Ignoring her, knowing that the pushchair is thin enough to negotiate the aisle and given the fact the Wee Man has already jumped in the front door I wheel us in at the front. Fishing around for my Oyster Card, I feel, rather than hearing, another good dose of judgement coming my way.

‘Good gracious, look at that poor child’ remarks a lady of the older generation to her equally decrepit and wrathful seating companion, whilst glaring at me in disgust. ‘Her mother has taken her out in the cold with NO SHOES OR SOCKS ON. Poor little mite’.

The ‘poor little mite’ chooses that moment to sneeze dolefully, causing a snot volcano to erupt from her nose.

And of course, the wipes are in the bottom of the pushchair, which I’m still trying to manouvre to the pushchair bit of the bus. Something which has become near on impossible, thanks to the Wee Man wedging his bike lengthways between two large-ish passengers whose legs are blocking the aisle. ‘Aren’t you going to help him with his bike, then?’ asks one of these ladies, of course not offering to help herself. I wonder if she’s even considered the fact that I’m not superman, a flea, a kangaroo or other similar being with pushchair jumping powers which clearly means I AM STUCK BEHIND THE PUSHCHAIR and cannot get to him to help. ‘Perhaps if you moved your leg..?’ I suggest, hesitantly. The lady scowls, the passenger on the other side moves his leg, and the Wee Man wobbles his bike so it taps the scowling lady’s leg.

‘AAAAARRRGGGGGGGGG did you see that he DROPPED HIS BIKE ON ME!’ the lady howls, intermittently looking around the bus for glares of solidarity between the times she is giving me dagger filled looks and making barbed comments about my fitness as a mother.

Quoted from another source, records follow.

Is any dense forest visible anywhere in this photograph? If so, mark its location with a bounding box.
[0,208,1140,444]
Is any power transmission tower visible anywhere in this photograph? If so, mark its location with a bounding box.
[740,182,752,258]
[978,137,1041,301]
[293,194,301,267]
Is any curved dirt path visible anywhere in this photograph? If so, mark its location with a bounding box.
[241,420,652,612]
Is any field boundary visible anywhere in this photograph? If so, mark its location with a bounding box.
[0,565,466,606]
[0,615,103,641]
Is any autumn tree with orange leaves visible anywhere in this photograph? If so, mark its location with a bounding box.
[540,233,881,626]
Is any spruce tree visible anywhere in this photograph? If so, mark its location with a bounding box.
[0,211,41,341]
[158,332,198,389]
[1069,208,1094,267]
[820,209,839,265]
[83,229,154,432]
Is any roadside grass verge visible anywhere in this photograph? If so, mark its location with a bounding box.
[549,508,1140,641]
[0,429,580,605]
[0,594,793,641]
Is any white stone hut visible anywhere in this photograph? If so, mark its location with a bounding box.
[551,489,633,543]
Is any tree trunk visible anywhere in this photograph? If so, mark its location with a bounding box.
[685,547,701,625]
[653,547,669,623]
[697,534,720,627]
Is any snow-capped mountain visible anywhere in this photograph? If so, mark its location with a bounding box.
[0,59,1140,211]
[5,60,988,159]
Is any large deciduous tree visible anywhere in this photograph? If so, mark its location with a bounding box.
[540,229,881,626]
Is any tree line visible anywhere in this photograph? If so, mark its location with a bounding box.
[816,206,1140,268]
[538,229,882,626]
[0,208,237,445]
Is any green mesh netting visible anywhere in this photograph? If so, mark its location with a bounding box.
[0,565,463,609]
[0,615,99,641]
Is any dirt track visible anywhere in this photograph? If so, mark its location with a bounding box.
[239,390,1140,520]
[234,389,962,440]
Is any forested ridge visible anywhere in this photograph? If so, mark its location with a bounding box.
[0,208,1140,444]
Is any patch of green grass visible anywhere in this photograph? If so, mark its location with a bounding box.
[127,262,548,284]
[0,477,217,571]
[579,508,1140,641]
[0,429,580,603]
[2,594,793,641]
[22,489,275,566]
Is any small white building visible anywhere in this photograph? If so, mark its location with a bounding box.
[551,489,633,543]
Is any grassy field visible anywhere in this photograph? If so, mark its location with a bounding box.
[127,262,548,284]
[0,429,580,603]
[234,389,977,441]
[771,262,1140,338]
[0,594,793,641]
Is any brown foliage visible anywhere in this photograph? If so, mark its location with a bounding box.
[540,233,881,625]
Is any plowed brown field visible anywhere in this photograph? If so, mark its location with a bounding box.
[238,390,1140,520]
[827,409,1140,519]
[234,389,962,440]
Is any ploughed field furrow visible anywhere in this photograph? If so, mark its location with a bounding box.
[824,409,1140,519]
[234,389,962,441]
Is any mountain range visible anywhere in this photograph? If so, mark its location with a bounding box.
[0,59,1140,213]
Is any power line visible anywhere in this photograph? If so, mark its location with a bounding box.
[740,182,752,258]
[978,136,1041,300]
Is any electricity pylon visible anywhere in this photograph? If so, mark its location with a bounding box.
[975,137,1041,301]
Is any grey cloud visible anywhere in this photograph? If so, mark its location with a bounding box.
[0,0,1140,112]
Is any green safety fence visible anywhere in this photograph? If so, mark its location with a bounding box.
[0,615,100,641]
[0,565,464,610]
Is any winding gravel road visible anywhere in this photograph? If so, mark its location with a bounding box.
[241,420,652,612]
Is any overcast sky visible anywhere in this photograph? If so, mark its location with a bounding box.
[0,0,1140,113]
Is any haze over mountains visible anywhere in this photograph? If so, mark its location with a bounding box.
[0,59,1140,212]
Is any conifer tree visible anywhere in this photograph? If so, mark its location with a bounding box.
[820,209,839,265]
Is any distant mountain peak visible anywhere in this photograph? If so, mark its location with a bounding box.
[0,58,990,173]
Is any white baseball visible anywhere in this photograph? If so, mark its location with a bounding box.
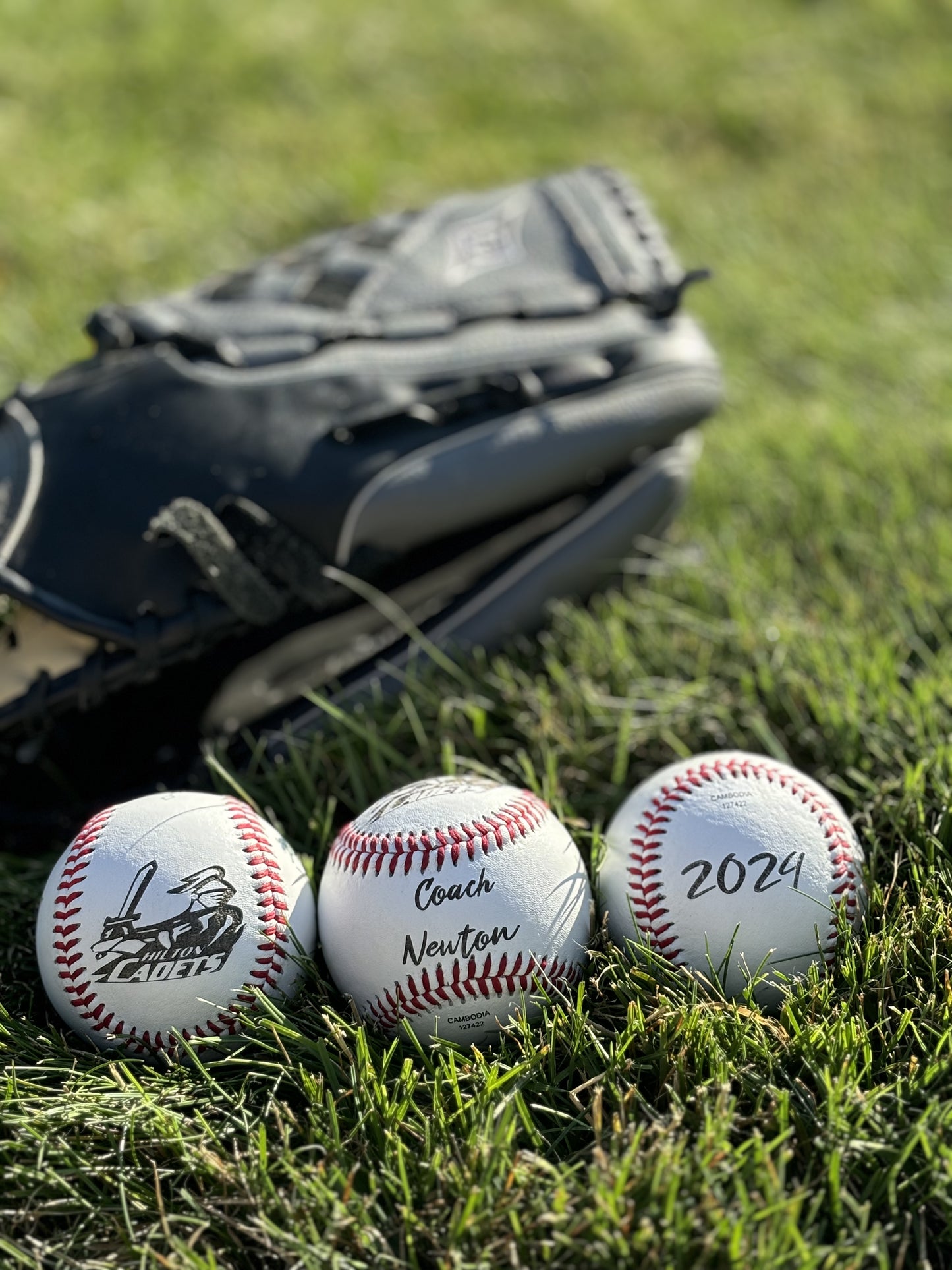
[318,776,592,1040]
[37,792,316,1053]
[599,751,866,1004]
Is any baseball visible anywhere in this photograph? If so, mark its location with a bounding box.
[37,792,315,1053]
[599,751,866,1004]
[318,776,592,1041]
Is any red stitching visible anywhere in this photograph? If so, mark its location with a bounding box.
[367,952,581,1031]
[329,790,548,878]
[53,800,288,1054]
[627,758,857,966]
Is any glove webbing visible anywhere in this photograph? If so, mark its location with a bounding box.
[147,498,350,626]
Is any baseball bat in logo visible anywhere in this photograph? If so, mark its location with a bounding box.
[93,860,245,983]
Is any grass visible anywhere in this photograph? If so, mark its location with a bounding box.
[0,0,952,1270]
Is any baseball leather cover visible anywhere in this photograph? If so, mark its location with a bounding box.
[37,792,315,1053]
[0,167,721,843]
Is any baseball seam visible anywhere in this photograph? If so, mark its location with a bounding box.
[626,758,857,966]
[367,952,581,1031]
[53,801,288,1054]
[329,790,548,878]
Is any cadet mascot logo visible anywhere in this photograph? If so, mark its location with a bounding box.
[93,860,245,983]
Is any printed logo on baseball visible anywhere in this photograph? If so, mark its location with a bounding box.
[318,776,592,1041]
[599,751,866,1004]
[37,792,316,1054]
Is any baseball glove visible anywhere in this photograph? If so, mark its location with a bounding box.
[0,167,721,843]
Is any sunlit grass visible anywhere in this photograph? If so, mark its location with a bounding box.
[0,0,952,1270]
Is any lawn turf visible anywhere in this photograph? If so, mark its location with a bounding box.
[0,0,952,1270]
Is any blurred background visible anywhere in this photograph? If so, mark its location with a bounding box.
[0,0,952,772]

It’s worth mentioning by this point that the bus is still stationary. The driver wont leave until I’m in the pushchair bit, all nicely parked up. And it’s looking like that might take a while. He’s not horrible about it, in fact he looks quite concerned for me – but he’s about the only person on the bus that does since most of the passengers vary between being bored, impatient, slightly cross and outraged. It’s also worth mentioning that I have Ehlers Danlos Syndrome, which causes chronic fatigue, joint problems and physical mobility issues and means that moving in a normal way is painful and takes a lot of effort. So contorting myself into crazy positions, trying to please everyone, get everything out of the way and get us all seated and sorted is even more of a problem for me than most mums. Do the people on the bus know this? No – and of course I don’t expect them to – I don’t wear a big badge advertising the fact (although I have considered it on occasion). Should it matter? No not really – a struggling mum is a struggling mum, whatever her physical condition. And if you see a mother struggling with two small children, should you offer to help or sit and blindly judge them? I know which one I choose. Unfortunately, everyone else on the bus seemed to prefer the other option.

Muttered judgements of ‘poor little mite’, ‘disgusting mother’, ‘she needs to learn to look after them better’, ‘why wont she wipe that poor little lass’s nose’, ‘pushchairs shouldn’t be allowed on buses’ and many, many other similar comments are echoing around the bus as finally, FINALLY, the Wee Man gets his bike free, I jam it in the luggage holdy bit and manage to manouvre the pushchair past the sea of glaring people and into its allotted space without causing any further anguish to anyone. And we sit. And I nose wipe. And I console the Wee Man, who is a little bit scared of the wrathful screaming lady. And I jam Bubby D’s shoes and socks on again, and watch in wonder as she stares happily out of the window and leaves them where they should be. And I feel my red face go a little bit less red, feel my breathing start to slow back to a more normal pattern and the pain in my knees start to lessen a bit.

And then two stops later, still bemoaning her ‘probably broken’ leg to anyone who will listen, the largeish judgemental lady hops off the bus, her face a rictus of dramatic agony. Many other passengers look on in sympathy, whilst those just boarding the bus stare in confusion, wondering what on earth the fuss is all about.

Gradually, the judgers leave, the bus is filled with more and more new and less ‘tutty’ passengers, the redness on my cheeks fades and I begin to relax a bit.